Cash-strapped homeowners in South Africa forced to downgrade


Cash-strapped homeowners in South Africa forced to downgrade
South African homeowners are being forced to downscale amid the high interest rate environment.

The latest FNB House Price Index increased by 0.5% year-on-year in June – a slight improvement from 0.3% in May.

“The low house price growth trajectory aligns with expectations given the persistent high living and borrowing costs,” said FNB.

“Notably, lower-priced segments and non-metro regions continue to perform better. Market strength indicators suggest a potential stabilisation in supply and demand dynamics following a period of decline.”

The latest Estate Agents Survey shows a housing market weighed down by election worries and several affordability constraints.

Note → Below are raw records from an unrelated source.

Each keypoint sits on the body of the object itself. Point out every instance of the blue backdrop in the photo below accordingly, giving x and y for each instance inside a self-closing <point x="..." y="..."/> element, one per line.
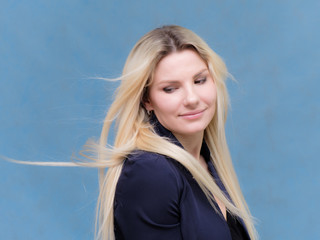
<point x="49" y="105"/>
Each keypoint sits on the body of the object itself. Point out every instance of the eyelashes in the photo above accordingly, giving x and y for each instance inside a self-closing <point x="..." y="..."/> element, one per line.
<point x="171" y="89"/>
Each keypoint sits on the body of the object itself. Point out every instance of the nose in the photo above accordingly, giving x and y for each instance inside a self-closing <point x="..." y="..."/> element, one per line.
<point x="191" y="97"/>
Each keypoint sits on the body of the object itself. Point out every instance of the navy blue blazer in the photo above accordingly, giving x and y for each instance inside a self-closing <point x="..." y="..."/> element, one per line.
<point x="157" y="199"/>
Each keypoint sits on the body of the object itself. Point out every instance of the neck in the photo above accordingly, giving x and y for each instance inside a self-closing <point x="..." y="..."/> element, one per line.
<point x="191" y="143"/>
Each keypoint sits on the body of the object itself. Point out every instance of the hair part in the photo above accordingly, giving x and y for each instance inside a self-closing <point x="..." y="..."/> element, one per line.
<point x="133" y="130"/>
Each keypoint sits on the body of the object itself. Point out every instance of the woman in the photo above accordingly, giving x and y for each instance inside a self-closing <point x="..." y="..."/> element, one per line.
<point x="170" y="174"/>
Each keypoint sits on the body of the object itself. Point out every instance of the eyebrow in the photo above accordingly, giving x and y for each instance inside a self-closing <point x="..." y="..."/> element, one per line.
<point x="199" y="73"/>
<point x="176" y="81"/>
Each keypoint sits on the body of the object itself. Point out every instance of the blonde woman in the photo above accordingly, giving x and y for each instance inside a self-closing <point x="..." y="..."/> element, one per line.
<point x="170" y="175"/>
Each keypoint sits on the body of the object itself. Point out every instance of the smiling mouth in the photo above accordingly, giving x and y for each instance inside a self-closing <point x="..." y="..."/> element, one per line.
<point x="194" y="114"/>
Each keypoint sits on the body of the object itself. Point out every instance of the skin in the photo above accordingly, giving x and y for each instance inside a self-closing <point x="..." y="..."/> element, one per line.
<point x="183" y="97"/>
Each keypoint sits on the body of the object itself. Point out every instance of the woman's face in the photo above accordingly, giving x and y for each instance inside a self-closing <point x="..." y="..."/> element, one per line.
<point x="182" y="94"/>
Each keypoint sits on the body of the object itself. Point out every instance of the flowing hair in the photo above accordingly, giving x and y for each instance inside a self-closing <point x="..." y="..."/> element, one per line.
<point x="133" y="130"/>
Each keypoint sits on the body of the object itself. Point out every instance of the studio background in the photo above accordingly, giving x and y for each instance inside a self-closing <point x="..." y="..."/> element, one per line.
<point x="50" y="105"/>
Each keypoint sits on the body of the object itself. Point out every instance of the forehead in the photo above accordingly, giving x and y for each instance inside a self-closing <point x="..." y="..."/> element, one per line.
<point x="179" y="65"/>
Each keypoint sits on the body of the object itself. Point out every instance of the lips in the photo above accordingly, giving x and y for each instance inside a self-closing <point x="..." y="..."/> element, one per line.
<point x="192" y="114"/>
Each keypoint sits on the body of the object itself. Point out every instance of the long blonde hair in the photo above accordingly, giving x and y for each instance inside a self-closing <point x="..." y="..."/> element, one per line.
<point x="133" y="130"/>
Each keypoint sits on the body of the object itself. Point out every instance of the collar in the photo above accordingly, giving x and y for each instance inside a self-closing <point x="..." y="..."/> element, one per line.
<point x="205" y="152"/>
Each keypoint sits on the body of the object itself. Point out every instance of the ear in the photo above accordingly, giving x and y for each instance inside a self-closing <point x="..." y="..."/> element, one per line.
<point x="148" y="105"/>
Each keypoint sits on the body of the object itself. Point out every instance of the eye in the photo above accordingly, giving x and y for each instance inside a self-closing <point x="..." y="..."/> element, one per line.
<point x="169" y="89"/>
<point x="200" y="80"/>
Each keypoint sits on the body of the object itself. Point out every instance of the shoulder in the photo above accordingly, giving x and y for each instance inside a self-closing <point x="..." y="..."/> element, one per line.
<point x="149" y="175"/>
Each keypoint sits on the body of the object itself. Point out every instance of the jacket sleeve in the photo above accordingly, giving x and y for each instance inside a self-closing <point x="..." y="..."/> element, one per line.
<point x="147" y="199"/>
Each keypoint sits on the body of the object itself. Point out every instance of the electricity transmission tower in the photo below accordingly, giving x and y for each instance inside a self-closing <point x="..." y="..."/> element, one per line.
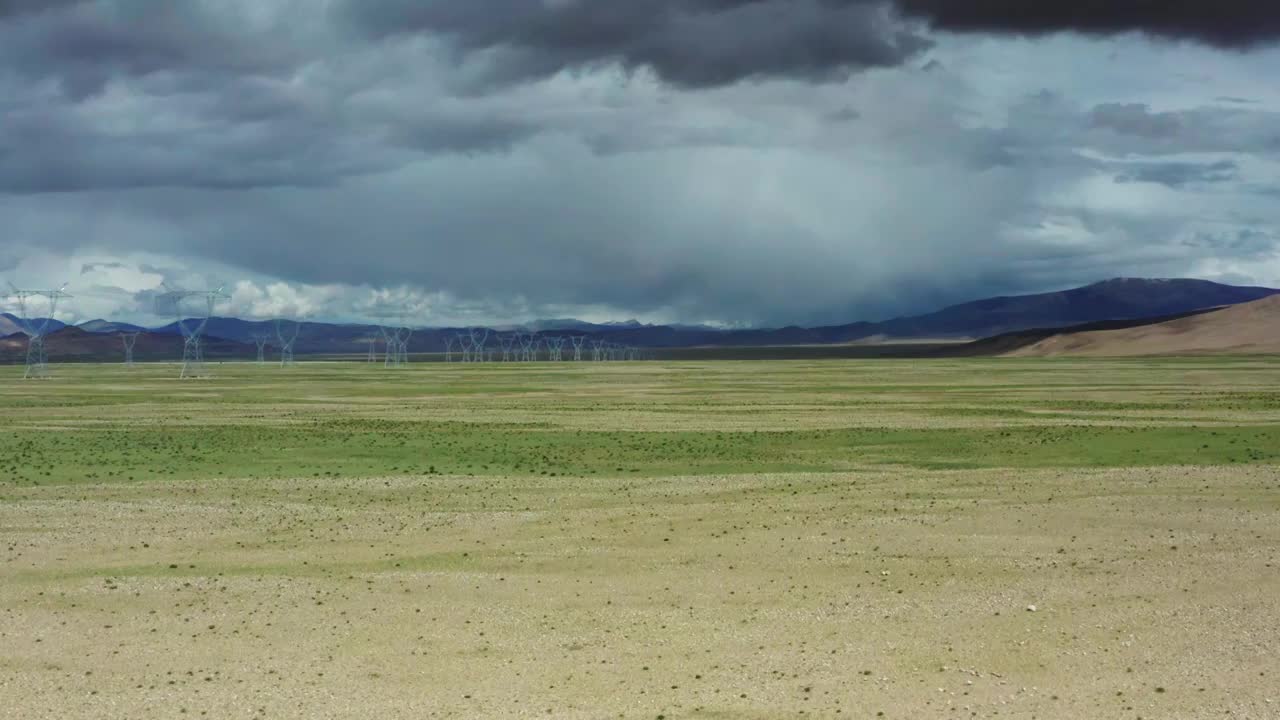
<point x="36" y="328"/>
<point x="129" y="341"/>
<point x="556" y="349"/>
<point x="403" y="346"/>
<point x="479" y="337"/>
<point x="260" y="341"/>
<point x="192" y="327"/>
<point x="396" y="336"/>
<point x="465" y="345"/>
<point x="287" y="338"/>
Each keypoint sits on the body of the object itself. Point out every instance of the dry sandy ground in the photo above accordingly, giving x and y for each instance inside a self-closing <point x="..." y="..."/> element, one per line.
<point x="1248" y="328"/>
<point x="1156" y="593"/>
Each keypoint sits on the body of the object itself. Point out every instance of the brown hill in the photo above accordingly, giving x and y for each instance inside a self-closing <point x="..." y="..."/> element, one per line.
<point x="1239" y="329"/>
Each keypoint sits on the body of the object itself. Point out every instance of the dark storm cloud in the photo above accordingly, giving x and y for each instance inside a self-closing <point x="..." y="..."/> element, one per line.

Market activity ratings dropped to an average of 5.6 in 2Q24 – below the long-term average of 5.9.

Nevertheless, the latest reading is above the most recent lows, suggesting that a potential bottom-out occurred.

The slowdown aligns with agent expectations and highlights buyer hesitancy caused by the election uncertainty.

The survey also looks into the motivations behind property sales, with downscaling a common theme.

Downscaling due to life stages, which include moving into retirement homes, remains the most common reason in South Africa, totaling 22% of total sales.

Financial pressure-induced sales also rose slightly to 21% of total sales in Q2, aligning with the historical average and suggesting a common trend of sellers motivated by high debt-servicing costs.

Notably, the survey also shows a preference among these financially motivated sellers to downsize rather than rent, reinforcing the continued buying-down trend.

Relocation within South Africa (semigration) remained steady at 14% – still above the long-term average

Upgrading activity, on the other hand, slowed significantly to 11%, highlighting homeowners’ cautious approach in the current high-interest rate market.

Emigration-related sales also remained unchanged at 8%, shifting away from the peak seen in 2019.

Amid the downsizing trend, the affordable housing segment is offering a glimmer of hope.

The segment recorded a higher activity rating &.4) compared to the traditional market (5.0).

“Following the recent support from ultra-low interest rates, buying activity in this segment appears to be further supported by a search for less expensive properties, as elevated interest rates and stricter lending standards stretch affordability for many,” said FNB.